03.05.2024
Feray Aytekin Aydoğan
2004’ten bugüne öğretim programlarına, ders içeriklerine yönelik müdahaleler eğitimin piyasalaştırılması ve dinselleştirilmesi hattı esas alınarak ve kesintisiz sürdürülerek hayata geçirildi.
2014’te tüm illerde Maarif Müfettişliği Başkanlığı kuruldu.
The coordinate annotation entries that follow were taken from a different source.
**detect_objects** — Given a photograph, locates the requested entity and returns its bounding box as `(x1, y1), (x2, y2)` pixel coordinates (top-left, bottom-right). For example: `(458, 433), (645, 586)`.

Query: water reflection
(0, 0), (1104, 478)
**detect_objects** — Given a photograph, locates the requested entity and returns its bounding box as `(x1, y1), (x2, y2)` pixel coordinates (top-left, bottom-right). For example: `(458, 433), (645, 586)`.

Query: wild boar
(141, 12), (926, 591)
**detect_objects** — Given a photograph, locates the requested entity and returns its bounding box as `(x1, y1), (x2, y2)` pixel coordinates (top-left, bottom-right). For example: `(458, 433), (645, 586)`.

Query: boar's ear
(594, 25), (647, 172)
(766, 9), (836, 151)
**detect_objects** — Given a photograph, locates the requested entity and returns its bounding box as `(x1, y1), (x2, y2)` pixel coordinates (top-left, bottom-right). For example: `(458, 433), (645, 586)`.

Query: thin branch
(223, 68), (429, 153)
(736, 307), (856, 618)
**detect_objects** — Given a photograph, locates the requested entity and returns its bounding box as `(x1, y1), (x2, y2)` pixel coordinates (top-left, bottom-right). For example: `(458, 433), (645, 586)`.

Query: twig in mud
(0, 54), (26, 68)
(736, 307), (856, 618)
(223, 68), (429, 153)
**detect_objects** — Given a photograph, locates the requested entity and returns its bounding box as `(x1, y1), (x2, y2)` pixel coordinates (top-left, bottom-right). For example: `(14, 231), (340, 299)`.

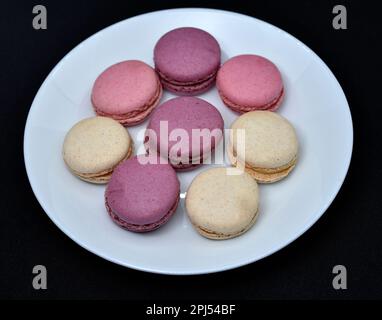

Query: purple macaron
(105, 155), (180, 232)
(154, 27), (221, 95)
(145, 97), (224, 171)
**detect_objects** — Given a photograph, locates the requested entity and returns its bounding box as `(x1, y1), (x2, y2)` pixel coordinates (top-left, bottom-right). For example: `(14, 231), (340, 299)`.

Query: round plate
(24, 9), (353, 274)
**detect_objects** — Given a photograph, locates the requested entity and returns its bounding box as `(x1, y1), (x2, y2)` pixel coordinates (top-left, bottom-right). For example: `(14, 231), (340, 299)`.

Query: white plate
(24, 9), (353, 274)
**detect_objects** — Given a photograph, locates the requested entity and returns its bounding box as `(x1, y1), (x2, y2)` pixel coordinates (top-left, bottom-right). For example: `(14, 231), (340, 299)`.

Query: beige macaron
(63, 117), (133, 184)
(186, 168), (259, 239)
(228, 111), (299, 183)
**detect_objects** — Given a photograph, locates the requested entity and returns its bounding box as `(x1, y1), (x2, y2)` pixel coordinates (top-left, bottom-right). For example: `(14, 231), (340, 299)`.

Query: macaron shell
(91, 60), (160, 115)
(63, 117), (132, 175)
(230, 111), (298, 169)
(147, 97), (224, 168)
(105, 155), (180, 225)
(186, 168), (259, 239)
(96, 85), (163, 127)
(216, 54), (283, 111)
(154, 27), (220, 83)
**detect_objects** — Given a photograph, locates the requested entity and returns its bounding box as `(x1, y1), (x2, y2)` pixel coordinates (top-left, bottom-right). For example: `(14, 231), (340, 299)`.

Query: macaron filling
(194, 208), (259, 240)
(228, 146), (297, 183)
(105, 191), (179, 232)
(219, 88), (285, 113)
(157, 70), (217, 94)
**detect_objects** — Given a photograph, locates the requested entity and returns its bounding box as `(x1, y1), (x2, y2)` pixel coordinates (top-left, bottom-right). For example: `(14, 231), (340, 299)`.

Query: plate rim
(23, 7), (354, 275)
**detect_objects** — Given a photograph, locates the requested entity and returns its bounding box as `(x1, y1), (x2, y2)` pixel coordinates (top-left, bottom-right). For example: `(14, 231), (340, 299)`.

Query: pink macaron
(91, 60), (162, 126)
(154, 27), (220, 95)
(216, 54), (284, 113)
(105, 155), (180, 232)
(145, 97), (224, 171)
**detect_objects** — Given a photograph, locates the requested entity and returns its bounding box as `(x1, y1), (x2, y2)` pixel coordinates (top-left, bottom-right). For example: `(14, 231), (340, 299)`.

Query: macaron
(228, 111), (299, 183)
(105, 155), (180, 232)
(145, 97), (224, 171)
(154, 27), (220, 95)
(216, 54), (284, 113)
(186, 168), (259, 239)
(91, 60), (162, 126)
(63, 117), (133, 183)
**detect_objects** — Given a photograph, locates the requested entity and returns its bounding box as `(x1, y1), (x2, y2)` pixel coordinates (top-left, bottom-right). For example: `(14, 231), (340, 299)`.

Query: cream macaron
(228, 111), (299, 183)
(186, 167), (259, 240)
(63, 117), (133, 184)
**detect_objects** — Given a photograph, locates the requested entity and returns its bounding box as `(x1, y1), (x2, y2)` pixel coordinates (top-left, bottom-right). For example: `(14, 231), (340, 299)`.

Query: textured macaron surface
(92, 60), (160, 115)
(216, 54), (283, 109)
(186, 168), (259, 236)
(105, 155), (180, 225)
(154, 27), (220, 83)
(231, 111), (298, 169)
(63, 117), (132, 174)
(146, 97), (224, 159)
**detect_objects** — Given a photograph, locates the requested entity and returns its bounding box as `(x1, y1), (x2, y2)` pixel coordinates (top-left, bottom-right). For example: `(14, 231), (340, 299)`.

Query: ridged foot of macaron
(105, 155), (180, 232)
(105, 197), (179, 233)
(216, 54), (285, 113)
(228, 111), (299, 183)
(220, 90), (284, 113)
(154, 27), (220, 95)
(186, 168), (259, 240)
(91, 60), (162, 126)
Maarif modeli tartışmaları ve Maarif söyleşileri, buluşmaları yaygınlaştırıldı.
Bu buluşmalarda temel vurgu laik eğitimin, Tevhid-i Tedrisat’ın milli ve manevi değerlere aykırı olduğu eğitimden maarife, öğretmenden muallime, öğrenciden talebeye, ilimden irfana geçişin önceleneceği, son dönemde öğretmen akademileri ile birlikte devam ettirilen tartışma ile kimin öğretmen olacağına iktidarın karar vereceği ve kadrolaşmayı da esas alan vurgularla “Kitaplar bize bizi anlatmalı, mektep bizi yaşatmalı, muallimler bizden biri olmalı.” diyerek sürdürüldü.
Milli Eğitim Bakanı da müfredatla ilgili ve Maarif söyleşileri, buluşmalarında yaptığı açıklamalarda “Bize ait ve bizim değerlerimizle inşa edilmiş, bizim referans değerlerimizin ışığında oluşturulmuş bir eğitim inşası” sözleriyle yapılmaya çalışılanı defalarca teyit etti.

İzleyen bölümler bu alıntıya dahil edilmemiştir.